El otro día entré de noche a un Bar de Jugos Lácteos. Detrás de la barra se destacaban unas servilletas rojas, grandes botellas azules repletas de yogour y las sonrisas animadas de unas muchachas frescas con sus senos de medialuna. No cabía una oración en sus apretados cuerpos, esa manera de quienes se sabe no existe el tiempo y se puede llegar a viajar un instante al paraíso o al infierno. Adoradas criaturas que relegan a un segundo y tercer plano el inmobiliario, el escenario material que les rodea y ellas comparten con sus cuerpos gráciles.
Estaban ebrias de amor las meseras, robadas por la noche sus corazones, sus delantales olían a frambuesas y manzanas doradas por el viento del verano que se negaba a partir.
Las ventanas de vitreaux producían ese raro ambiente eclesial bañado por la tranquilidad y unas sombras no tenían parecer apuro, olían a chocolate, y se presentaban dulcemente oscuras en su contraste dibujado en el aire y en el reflejo sobre las paredes.
Casi todas las mesas estaban vacías: observé un detalle: Desayuno nocturno. Esta mesa no requiere de reloj, asomaba otro escrito con una letra infantil. Más allá, en una orilla de una cubierta: las fresas de noche son más rojas. La mesa más enigmática, esa que uno supone flotando como una estrella invisible, y la ve sóla, aislada, detrás de una esquina, arrojada casi al vacío, permanecía en verdad unos cuantos centímetros próxima al no estar. La imaginé con una pareja encantadora.
Ella, con unos ojos robados a la eternidad, cruzaba sus hermosas piernas blancas bañadas de una nieve tibia, y se instalaba sin tiempo, ni preocupaciones, en un desayuno que le agradaba de una manera que no podía describir, pero que reflejaba en su rostro de adolescente, aunque superaba por un margen razonable los 40 años.
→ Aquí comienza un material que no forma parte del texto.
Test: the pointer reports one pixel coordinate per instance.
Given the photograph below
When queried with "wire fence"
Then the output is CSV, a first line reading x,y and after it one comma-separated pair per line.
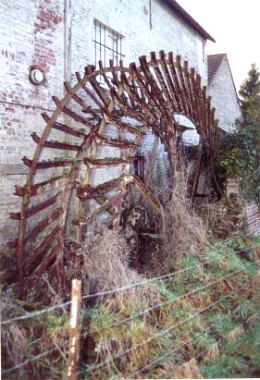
x,y
157,335
124,288
160,333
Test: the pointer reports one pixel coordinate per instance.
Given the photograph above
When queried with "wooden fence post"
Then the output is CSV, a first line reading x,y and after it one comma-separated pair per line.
x,y
74,329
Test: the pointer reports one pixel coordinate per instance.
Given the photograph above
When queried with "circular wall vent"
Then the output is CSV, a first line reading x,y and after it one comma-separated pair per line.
x,y
36,76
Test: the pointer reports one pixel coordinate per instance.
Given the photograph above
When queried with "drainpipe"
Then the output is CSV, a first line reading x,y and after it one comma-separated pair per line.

Él, miraba como un duende encantado el aire que los cruzaba y respiraban ambos, como si vinieran de lejos y tan cerca se encontraran y la escena estuviera descrita para la realidad y nostalgia. Llegué a imaginarla con una bata roja saliendo del baño, pero ese es otro relato y encuentro tal vez.
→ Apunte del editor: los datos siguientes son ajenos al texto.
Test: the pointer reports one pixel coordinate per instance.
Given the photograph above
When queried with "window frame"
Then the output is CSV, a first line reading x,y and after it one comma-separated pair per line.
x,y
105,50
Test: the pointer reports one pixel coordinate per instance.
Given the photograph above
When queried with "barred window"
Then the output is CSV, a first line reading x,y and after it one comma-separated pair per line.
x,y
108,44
Sobre la mesa vacía decía simplemente: haga esquina con el desierto, su helado para esta noche no existe, imagínelo. A ella le encantaba el yogur, suponía, no se por qué haber compartido uno de esos desayunos frente al mar, iluminados por sus deseos y su manía de derrochar una gracia absolutamente descomplicada, empujada por su piel. Un espacio sólo para imaginar, un lugar donde quizás la cita imaginada ya había ocurrido, una mesita que volvería a repetirse seguramente en otro lugar con el mismo deseo de compartir. (tantas veecs uno se promete un desayuno con la mujer amada y no ocurre.) No es que sea amigo de los paréntesis, pero suelen ser neecsarios.
De alguna manera me llegaba el rumor al mar y eso me bastaba para sentirla verdaderamente.
La noche de afuera cumplía con todos los requisitos. Ese lugar oscuro, alto, ancho, que cae vertical y de todas formas, agrupado en todas las oscuridades posibles. Fría, inhóspita, solitaria, oscura, oscura, como debe ser la verdadera noche en una calle que no nos pertenece y ella misma se deconoce.
De adentro, la noche respira de otra manera, en la asfixia personal, la calma generalizada, late,e scupe identidad, y aspira el aire lento, nocturno de su propia noche.
Las sonrisas tomaban el color de los helados y casi se derretían y volvían a los labios rojos, anaranjados, chocolates, mentas, a marcar un brillo extraño, pero agradables de asociar a los mejores días de nuestra infancia.
Las luces de neón reflejaban en las ventanas esa luz fría del anochecer, que el neón sabe focalizar en los lugares que necesitan hacer un espacio a la claridad, al tiempo suave que entra por alguna rendija de la vida en algún momento.
Fue cuando en verdad sólo quería verte deslizando con tus largos dedos la persiana de un día cualquiera para adentrarnos a la vida como en verdad deseamos, sin límites, cerrando tus ojos frente a mí.